Ex-midshipman accused of Annapolis break-in avoids conviction

Agreement calls for Guadagnini to perform community service, repay homeowner

March 14, 2011|By Andrea F. Siegel, The Baltimore Sun

A former Naval Academy midshipman, who is a rear admiral's son and baseball star, will perform community service and pay restitution to the owner of the Annapolis home he is accused of breaking into, in an agreement that calls for criminal charges to be dropped.

Michael C. Guadagnini appeared briefly Monday, his 23rd birthday, in District Court in Annapolis, where the agreement was disclosed.

Guadagnini stood silently. His attorney, William M. Ferris, and prosecutor Matthew Chalker told Judge Danielle M. Mosley that within 90 days Guadagnini would complete 50 hours of community service and pay an Annapolis homeowner for bashing in patio doors and related damage he is accused of causing Dec. 2. If he meets those conditions, charges of fourth-degree burglary and malicious property destruction will be dropped.

Guadagnini had been on track to graduate this spring. But he was expelled from the Naval Academy in January. That was about six weeks after he was accused of breaking down the doors of a home when he appeared to be drunk after celebrating service selection day.
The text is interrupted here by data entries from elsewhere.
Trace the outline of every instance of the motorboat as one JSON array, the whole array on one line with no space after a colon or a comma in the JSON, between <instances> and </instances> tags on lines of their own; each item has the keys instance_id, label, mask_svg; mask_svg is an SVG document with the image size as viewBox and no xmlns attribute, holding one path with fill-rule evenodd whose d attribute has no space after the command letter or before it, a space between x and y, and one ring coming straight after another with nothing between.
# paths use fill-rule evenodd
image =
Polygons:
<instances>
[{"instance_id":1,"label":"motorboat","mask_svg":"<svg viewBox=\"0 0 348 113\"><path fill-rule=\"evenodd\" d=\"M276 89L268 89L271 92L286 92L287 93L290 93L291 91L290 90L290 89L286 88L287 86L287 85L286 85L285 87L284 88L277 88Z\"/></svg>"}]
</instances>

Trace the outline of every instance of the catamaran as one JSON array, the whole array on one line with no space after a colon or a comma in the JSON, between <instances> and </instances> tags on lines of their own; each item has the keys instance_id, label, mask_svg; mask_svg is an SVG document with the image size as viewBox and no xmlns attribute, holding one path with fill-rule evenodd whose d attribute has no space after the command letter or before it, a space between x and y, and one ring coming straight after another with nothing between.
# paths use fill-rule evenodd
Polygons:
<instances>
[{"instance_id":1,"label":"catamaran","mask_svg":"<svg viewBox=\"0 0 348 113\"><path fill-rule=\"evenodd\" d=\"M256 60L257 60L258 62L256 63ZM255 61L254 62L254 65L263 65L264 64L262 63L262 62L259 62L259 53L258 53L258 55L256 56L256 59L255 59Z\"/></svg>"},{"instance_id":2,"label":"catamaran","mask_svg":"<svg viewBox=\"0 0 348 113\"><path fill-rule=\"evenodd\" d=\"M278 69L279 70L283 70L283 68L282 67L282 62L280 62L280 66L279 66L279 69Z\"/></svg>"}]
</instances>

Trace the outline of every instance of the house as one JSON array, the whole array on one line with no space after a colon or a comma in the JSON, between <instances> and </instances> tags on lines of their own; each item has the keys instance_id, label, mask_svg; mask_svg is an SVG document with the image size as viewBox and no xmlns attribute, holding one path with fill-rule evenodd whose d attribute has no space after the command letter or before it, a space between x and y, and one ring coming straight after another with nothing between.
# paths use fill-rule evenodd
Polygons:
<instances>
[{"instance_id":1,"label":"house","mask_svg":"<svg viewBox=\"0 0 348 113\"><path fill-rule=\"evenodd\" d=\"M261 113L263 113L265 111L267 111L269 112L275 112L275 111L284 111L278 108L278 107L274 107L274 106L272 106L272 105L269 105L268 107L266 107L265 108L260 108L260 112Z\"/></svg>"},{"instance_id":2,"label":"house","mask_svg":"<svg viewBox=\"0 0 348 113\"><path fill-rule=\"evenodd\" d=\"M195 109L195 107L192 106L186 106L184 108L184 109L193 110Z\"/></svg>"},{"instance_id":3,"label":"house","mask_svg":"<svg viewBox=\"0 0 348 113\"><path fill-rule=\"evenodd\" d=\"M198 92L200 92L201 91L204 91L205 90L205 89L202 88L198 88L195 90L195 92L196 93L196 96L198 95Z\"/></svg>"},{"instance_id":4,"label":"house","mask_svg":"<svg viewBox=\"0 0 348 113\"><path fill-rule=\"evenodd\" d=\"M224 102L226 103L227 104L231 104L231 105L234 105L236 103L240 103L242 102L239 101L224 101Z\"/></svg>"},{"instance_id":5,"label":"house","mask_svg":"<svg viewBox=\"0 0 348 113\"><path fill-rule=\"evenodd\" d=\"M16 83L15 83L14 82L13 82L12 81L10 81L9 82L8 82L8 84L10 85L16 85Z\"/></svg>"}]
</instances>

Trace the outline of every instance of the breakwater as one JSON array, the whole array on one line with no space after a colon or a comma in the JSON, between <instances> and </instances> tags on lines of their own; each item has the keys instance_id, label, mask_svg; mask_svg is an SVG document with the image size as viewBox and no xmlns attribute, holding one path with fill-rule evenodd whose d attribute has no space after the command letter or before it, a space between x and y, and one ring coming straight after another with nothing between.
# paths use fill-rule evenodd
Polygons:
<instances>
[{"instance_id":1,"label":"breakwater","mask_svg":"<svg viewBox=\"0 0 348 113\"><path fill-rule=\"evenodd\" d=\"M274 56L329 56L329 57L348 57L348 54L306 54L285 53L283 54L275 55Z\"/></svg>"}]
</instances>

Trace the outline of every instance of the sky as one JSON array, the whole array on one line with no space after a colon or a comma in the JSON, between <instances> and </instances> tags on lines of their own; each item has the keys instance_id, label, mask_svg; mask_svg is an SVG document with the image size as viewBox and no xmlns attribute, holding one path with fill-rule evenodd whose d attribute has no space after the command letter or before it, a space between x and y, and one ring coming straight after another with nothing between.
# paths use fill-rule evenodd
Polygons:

"They were out celebrating. It doesn't matter, but it is our belief that somebody spiked his drink," Ferris said outside the courtroom.

Guadagnini is the son of Rear Adm. Mark Guadagnini, a Naval Academy graduate; a grandfather and an uncle also graduated from the academy, and his brother, Mark, of the Naval Academy Class of 2008, also was on the baseball team, according to his player biography.

"I think it is as good a resolution as we could reasonably expect," Brian Brown, the homeowner, said later. "We definitely know he has been punished by the academy." The amount of restitution was not disclosed.

Brown's family hopes Guadagnini's community service will include dealing with crime victims so that he can learn about the fear his actions caused. "It didn't end that night for us. We dealt with the trauma and after-effects, safety issues and feeling violated by the whole thing," he said.

Annapolis police said Guadagnini had been found with a bloody nose about 1 a.m. Dec. 2 in woods a couple of miles from the Naval Academy and near Brown's house. Only minutes before, police said the Brown family was awakened by their Jack Russell terrier. Brown confronted the man, who was in a midshipman uniform and smelled of alcohol. The man kicked in the back door before entering the home and then leaving.